Jun 02, 2016 07:54 PM

National Probe May Help Curb Rise in Prices of Blood Products, Expert Says

(Beijing) – The price of blood products are likely to decline as the government carries out a national inspection on drug pricing, an executive of a manufacturer in this industry said.

The National Development and Reform Commission (NDRC), the country's top economic planner, said it will carry out spot checks on at least 10 percent of drug makers who produce medicines using blood components in July and August, in a directive published on its website on May 27.

The price of blood-based products increased after the government lifted price controls on most drugs in June 2015, in a bid to build a market-based pricing mechanism for pharmaceuticals, the government said.

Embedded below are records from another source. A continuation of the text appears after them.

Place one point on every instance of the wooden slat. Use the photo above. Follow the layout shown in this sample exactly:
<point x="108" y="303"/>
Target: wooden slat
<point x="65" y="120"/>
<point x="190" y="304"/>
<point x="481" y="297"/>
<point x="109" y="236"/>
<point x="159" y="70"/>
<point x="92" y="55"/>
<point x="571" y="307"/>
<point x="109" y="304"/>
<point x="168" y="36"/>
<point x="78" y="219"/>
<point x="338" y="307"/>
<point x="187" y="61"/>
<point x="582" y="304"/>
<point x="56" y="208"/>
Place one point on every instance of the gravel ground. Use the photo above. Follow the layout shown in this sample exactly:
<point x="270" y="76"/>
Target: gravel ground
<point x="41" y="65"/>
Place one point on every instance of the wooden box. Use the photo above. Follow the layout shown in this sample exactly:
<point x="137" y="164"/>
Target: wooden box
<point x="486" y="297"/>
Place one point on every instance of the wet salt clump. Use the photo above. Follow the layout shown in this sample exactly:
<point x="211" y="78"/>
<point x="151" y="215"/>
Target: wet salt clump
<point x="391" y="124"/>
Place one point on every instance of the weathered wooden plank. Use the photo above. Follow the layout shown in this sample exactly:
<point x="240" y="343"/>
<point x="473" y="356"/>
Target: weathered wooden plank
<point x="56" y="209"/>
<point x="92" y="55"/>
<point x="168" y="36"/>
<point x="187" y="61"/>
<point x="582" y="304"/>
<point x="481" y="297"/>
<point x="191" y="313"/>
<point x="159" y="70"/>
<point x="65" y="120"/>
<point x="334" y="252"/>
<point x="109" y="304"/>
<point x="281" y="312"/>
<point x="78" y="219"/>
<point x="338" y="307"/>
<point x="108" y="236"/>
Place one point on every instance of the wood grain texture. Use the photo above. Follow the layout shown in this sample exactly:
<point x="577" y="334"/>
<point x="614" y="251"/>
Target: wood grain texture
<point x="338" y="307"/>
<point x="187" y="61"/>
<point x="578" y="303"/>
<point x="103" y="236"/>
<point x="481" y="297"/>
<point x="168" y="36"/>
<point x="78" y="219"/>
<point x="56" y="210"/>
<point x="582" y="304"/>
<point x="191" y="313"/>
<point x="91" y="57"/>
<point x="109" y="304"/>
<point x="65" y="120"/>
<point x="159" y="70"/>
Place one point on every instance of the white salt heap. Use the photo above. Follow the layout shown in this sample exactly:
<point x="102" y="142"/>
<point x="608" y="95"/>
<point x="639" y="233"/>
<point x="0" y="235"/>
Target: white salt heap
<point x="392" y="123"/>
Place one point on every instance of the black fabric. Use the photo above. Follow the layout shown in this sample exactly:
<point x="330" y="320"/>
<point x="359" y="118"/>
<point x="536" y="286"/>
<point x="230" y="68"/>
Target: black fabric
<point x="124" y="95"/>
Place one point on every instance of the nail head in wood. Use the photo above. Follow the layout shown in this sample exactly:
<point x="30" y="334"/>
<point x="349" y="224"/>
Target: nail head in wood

"But the sharp increase has caught the NDRC's attention," said the executive who asked not to be named. "The inspection may bring down prices."

The probe is part of a national pricing inspection on drug firms, hospitals and procurement bodies from June 1 to October 31.

The survey of pharmaceutical companies will target firms that supply active ingredients, companies that manufacture blood products and makers of drugs used in traditional Chinese medicine due to mounting complaints from patients, the NDRC said.

There has been a year-on-year increase in the selling price set by manufacturers of medicines that use blood components, the Southwest Securities Co. Ltd. said in a report released earlier this year.

The biggest price hike was seen in fibrinogen, a protein present in blood plasma that helps form blood clots, with its price increasing between 80 to 130 percent from 2015, the report said.

The NDRC said it has noticed some "abnormal fluctuations" in drug prices, indicating that some companies may be manipulating the prices of medicines.

Companies caught violating the country's anti-trust law will be punished, the NDRC said.

However, a separate report released by the Southwest Securities following the directive said the price hikes in blood products were caused by market forces because of a shortage of plasma, a main raw material.

An Kang, chairman of Hualan Biological Engineering Inc. – a major seller of blood products in China – estimated that the amount of plasma collected last year was about 6,000 tons, just half of the 12,000 tons demanded per year.

The shortage in blood products is partly caused by the government's strict control over the number of licenses issued to companies to collect plasma, the Southwest Securities said.

According to Paris-based data provider ReportLinker, a handful of domestic companies controlled around 190 plasma collection stations scattered around the country in 2015.